- Born: c. 1408
- Died: c. 1423 (aged 14–15) Ottoman Empire
- Spouse: Zampia Palaiologina Doria
- Father: Mehmed I
- Religion: Sunni Islam

= Küçük Mustafa =

Ottoman prince, son of Sultan Mehmed I

Küçük Mustafa ("Mustafa the Small" or "Mustafa the Little" or "Mustafa the Young"; c. 1408 – 1423) was an Ottoman prince (şehzade) who fought to gain control of the throne of the Ottoman Empire in 1422. It was used by the Ottoman chroniclers to distinguish him from his uncle Mustafa Çelebi, who also fought for the throne.

== Background ==
Mustafa was born in 1408. He was the second son of Mehmed I. In the early years of the Ottoman Empire, all princes were required to work as provincial (sanjak) governors as a part of their training. Young princes were accompanied by experienced statesmen. Mustafa's sanjak was Hamideli (roughly modern Isparta in Turkey). But after the death of his father, fearing for his life at the hands of his elder brother, he escaped to the rival Turkish beylik Karamanid territory. In Karaman, he was encouraged by an Ottoman pasha named Şaraptar İlyas to rebel against his elder brother, new sultan Murad II.

Mustafa was supported by the Byzantine Empire and married into the imperial family. In 1421 or 1422 he married Zampia Palaiologina Doria, daughter of Zampia Palaiologina who in turn was an illegitimate daughter of Emperor John V Palaiologos.

== The rebellion ==

Immediately after his coronation, Murat was occupied with the rebellion of his uncle Mustafa Çelebi. After defeating Mustafa, Murat laid siege to the Byzantine capital Constantinople (modern Istanbul) to punish the Byzantine Empire for supporting Mustafa. Küçük Mustafa saw his chance to rebel.

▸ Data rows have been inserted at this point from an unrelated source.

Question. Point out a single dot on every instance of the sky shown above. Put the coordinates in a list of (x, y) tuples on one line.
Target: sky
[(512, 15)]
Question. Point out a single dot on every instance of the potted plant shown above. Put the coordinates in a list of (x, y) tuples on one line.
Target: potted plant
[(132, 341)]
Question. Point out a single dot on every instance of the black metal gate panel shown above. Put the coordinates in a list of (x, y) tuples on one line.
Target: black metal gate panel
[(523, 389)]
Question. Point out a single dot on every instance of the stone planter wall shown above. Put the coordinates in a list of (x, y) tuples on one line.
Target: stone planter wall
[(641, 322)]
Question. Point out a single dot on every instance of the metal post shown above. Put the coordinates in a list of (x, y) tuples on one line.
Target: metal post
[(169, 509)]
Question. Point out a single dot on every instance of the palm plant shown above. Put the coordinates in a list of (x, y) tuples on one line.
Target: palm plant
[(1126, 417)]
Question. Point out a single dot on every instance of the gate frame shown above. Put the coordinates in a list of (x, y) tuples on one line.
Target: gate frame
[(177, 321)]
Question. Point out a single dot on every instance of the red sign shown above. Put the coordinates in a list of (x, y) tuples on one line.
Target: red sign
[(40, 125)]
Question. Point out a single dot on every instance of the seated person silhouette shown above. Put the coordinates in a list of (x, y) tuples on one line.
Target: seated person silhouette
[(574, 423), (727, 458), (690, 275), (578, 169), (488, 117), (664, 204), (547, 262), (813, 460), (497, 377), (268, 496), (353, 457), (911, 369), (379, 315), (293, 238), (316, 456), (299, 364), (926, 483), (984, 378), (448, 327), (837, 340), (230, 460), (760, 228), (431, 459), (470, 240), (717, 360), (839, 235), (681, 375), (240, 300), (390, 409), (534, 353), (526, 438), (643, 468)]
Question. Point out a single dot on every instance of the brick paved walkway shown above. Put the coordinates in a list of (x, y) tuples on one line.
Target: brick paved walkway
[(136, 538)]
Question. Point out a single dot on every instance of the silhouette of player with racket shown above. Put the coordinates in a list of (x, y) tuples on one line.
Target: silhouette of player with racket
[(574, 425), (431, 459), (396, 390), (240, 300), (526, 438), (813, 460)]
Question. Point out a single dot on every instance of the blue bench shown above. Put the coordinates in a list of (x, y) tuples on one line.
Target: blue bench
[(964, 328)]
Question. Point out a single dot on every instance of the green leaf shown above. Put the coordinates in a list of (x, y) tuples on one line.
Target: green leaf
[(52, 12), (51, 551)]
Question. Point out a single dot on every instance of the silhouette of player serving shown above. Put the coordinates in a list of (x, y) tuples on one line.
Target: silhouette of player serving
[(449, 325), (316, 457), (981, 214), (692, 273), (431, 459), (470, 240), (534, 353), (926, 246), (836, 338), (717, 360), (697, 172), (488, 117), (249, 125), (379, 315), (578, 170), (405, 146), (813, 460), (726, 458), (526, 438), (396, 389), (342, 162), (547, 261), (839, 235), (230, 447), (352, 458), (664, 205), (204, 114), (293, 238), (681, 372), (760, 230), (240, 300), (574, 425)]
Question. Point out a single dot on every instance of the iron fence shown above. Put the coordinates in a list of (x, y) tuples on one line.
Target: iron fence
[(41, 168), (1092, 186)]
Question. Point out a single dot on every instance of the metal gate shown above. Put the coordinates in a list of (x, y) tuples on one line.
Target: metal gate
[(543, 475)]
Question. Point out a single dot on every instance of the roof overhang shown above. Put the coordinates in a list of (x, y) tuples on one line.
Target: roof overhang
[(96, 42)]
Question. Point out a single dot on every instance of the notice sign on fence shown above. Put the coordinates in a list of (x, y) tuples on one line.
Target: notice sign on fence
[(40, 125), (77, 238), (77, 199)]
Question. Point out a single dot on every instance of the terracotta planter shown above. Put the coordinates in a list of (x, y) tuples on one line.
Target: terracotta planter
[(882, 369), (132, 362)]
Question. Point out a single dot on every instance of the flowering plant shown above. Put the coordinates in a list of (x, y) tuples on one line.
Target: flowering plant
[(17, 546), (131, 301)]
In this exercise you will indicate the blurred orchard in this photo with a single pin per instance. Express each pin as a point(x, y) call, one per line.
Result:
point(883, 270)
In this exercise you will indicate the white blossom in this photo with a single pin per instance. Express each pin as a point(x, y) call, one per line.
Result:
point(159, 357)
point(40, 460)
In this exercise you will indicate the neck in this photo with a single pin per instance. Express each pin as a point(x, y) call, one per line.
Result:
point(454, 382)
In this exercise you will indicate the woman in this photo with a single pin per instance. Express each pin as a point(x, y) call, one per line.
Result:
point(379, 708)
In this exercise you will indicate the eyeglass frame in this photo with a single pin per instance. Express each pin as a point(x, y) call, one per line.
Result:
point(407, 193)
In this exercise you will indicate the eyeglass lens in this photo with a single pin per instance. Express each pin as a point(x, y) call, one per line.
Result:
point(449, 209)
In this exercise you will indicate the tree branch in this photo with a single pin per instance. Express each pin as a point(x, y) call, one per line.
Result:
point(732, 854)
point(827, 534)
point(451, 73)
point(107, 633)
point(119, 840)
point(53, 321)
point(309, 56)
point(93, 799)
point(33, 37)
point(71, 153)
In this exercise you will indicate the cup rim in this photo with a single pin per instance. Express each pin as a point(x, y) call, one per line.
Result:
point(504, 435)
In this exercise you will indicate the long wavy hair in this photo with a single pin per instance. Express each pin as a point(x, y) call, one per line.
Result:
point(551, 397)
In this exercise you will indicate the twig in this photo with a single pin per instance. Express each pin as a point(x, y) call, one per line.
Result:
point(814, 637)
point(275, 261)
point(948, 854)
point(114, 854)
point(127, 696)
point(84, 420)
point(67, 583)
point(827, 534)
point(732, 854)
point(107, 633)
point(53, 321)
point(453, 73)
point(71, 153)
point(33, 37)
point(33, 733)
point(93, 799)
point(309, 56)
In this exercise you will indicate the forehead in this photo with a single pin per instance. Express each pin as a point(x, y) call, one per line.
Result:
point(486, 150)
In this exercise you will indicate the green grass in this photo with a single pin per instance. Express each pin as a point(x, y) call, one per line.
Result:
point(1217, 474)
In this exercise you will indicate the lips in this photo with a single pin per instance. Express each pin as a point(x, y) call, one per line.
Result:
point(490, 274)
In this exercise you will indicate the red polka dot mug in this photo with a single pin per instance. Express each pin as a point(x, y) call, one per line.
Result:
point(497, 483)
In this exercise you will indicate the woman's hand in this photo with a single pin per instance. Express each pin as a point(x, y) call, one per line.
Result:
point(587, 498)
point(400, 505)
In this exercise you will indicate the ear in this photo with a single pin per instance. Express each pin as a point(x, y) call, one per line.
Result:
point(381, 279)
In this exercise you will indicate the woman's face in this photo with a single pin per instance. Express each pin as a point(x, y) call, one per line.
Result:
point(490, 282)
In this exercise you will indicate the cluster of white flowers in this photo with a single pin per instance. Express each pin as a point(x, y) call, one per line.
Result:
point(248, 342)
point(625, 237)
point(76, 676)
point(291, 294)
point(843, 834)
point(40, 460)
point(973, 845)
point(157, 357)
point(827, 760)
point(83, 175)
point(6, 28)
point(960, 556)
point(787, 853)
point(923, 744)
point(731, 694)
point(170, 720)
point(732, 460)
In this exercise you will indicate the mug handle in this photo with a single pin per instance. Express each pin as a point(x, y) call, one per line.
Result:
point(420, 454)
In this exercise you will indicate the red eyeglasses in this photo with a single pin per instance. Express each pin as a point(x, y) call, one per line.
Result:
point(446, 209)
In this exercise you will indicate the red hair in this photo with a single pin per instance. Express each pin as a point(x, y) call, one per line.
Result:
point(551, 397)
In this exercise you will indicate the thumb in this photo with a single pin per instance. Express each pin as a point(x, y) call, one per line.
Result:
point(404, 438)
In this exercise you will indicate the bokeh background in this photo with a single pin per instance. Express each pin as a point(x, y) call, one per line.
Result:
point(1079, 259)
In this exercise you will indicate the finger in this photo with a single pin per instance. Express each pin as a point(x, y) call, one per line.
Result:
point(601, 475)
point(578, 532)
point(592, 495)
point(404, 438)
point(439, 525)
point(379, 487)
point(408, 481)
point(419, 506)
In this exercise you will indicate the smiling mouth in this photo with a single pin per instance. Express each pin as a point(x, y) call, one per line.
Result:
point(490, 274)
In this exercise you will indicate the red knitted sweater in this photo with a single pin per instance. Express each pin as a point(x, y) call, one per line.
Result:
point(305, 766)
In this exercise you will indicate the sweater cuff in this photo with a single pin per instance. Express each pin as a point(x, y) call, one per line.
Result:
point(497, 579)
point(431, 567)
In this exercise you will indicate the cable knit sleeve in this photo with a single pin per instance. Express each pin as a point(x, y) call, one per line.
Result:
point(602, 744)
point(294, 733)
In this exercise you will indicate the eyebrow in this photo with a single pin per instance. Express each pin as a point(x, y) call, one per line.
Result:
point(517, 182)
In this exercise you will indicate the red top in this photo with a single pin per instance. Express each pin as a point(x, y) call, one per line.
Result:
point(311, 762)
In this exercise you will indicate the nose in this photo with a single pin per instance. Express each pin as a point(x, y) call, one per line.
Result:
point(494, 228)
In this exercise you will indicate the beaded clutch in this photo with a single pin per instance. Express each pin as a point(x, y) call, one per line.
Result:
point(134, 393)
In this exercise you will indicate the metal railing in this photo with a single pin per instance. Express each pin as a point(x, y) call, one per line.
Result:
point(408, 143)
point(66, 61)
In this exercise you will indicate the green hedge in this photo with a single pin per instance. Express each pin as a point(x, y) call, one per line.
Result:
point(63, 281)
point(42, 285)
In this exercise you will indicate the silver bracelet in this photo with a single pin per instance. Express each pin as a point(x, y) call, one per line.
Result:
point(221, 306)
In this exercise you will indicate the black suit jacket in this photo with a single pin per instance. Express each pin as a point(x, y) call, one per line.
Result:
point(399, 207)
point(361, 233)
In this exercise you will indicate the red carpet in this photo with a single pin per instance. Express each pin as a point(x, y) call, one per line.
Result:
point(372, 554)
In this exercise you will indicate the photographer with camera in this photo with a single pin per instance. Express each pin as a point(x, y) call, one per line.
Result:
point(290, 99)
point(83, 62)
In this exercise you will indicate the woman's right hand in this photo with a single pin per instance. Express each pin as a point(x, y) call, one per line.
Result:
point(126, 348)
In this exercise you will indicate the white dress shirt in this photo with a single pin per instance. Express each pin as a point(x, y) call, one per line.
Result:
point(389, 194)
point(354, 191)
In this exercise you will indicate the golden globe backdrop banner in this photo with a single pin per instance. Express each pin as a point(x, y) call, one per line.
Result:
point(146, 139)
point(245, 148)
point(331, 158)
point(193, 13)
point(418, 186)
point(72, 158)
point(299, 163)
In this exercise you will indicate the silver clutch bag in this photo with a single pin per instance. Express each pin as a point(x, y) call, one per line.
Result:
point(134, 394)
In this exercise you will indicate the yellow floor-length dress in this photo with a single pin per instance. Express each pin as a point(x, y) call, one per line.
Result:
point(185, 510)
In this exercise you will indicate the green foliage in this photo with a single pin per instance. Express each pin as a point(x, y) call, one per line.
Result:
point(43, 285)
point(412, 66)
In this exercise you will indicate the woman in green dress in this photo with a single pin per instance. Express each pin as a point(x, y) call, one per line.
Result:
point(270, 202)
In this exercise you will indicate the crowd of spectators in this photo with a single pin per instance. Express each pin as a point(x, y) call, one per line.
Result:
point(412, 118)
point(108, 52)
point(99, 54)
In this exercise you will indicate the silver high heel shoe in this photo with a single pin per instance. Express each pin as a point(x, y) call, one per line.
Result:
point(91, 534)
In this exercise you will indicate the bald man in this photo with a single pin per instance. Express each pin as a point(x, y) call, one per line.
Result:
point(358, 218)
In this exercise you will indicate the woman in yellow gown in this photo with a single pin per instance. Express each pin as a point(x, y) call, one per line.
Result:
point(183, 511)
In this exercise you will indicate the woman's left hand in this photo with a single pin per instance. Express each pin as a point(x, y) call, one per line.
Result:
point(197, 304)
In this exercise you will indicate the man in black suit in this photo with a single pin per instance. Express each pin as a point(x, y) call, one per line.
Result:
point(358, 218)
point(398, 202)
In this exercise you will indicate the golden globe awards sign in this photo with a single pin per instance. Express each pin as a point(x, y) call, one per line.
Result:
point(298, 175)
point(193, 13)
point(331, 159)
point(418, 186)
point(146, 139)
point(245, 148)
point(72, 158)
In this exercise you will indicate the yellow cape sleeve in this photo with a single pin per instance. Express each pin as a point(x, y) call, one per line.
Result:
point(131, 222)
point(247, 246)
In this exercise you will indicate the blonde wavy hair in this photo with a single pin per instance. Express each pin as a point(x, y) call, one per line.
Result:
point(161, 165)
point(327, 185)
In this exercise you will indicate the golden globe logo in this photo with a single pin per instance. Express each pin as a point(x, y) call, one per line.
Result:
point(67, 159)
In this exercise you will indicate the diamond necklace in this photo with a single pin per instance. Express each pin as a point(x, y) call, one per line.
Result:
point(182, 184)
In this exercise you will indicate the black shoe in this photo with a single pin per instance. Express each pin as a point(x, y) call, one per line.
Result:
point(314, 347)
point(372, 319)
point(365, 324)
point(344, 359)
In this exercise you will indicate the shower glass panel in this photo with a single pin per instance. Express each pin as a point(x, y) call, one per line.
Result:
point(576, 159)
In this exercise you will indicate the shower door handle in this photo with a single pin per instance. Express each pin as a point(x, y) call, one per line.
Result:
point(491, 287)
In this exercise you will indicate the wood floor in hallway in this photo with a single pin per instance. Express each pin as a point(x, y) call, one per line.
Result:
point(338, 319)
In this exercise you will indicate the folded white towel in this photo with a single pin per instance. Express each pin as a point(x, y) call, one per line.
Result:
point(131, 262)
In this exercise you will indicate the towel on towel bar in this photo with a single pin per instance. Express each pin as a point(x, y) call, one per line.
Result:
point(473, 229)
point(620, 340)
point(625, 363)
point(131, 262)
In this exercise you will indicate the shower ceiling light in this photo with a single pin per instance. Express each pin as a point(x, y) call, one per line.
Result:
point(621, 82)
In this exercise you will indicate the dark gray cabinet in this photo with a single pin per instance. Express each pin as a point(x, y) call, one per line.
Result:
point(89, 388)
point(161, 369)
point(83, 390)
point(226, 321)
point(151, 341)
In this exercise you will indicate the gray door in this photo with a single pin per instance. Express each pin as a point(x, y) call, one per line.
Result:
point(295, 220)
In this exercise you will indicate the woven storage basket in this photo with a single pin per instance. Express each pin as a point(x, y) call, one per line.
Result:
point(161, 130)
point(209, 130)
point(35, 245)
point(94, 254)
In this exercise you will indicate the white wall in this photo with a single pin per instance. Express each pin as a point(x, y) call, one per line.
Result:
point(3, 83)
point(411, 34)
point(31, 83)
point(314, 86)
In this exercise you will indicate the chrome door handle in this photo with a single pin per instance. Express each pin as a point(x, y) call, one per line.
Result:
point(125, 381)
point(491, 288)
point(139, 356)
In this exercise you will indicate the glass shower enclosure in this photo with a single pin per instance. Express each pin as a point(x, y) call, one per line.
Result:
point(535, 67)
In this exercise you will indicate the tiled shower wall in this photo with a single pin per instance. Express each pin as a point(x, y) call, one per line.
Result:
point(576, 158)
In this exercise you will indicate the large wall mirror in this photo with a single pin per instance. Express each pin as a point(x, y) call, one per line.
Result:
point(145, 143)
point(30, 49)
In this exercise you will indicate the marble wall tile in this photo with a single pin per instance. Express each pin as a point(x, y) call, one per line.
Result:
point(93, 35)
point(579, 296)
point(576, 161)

Supported with troops from Karaman, he began capturing the Anatolian territories of the Ottoman Empire. The Byzantine emperor, seeing this rebellion as a chance for relief from the siege, also supported the rebellion. Although unsuccessful in the siege of Bursa, the co-capital of the empire, Küçük Mustafa captured İznik (Nicaea of antiquity), another important city in the Anatolia.

== End of the rebellion ==
After hearing the news of the rebellion, Murat lifted the siege on Constantinople and returned to Anatolia. He also corresponded with Şaraptar İlyas secretly. İlyas betrayed Küçük Mustafa and changed sides, and İznik was easily captured by Murat's forces. Although Mustafa tried to escape, he was soon arrested and executed.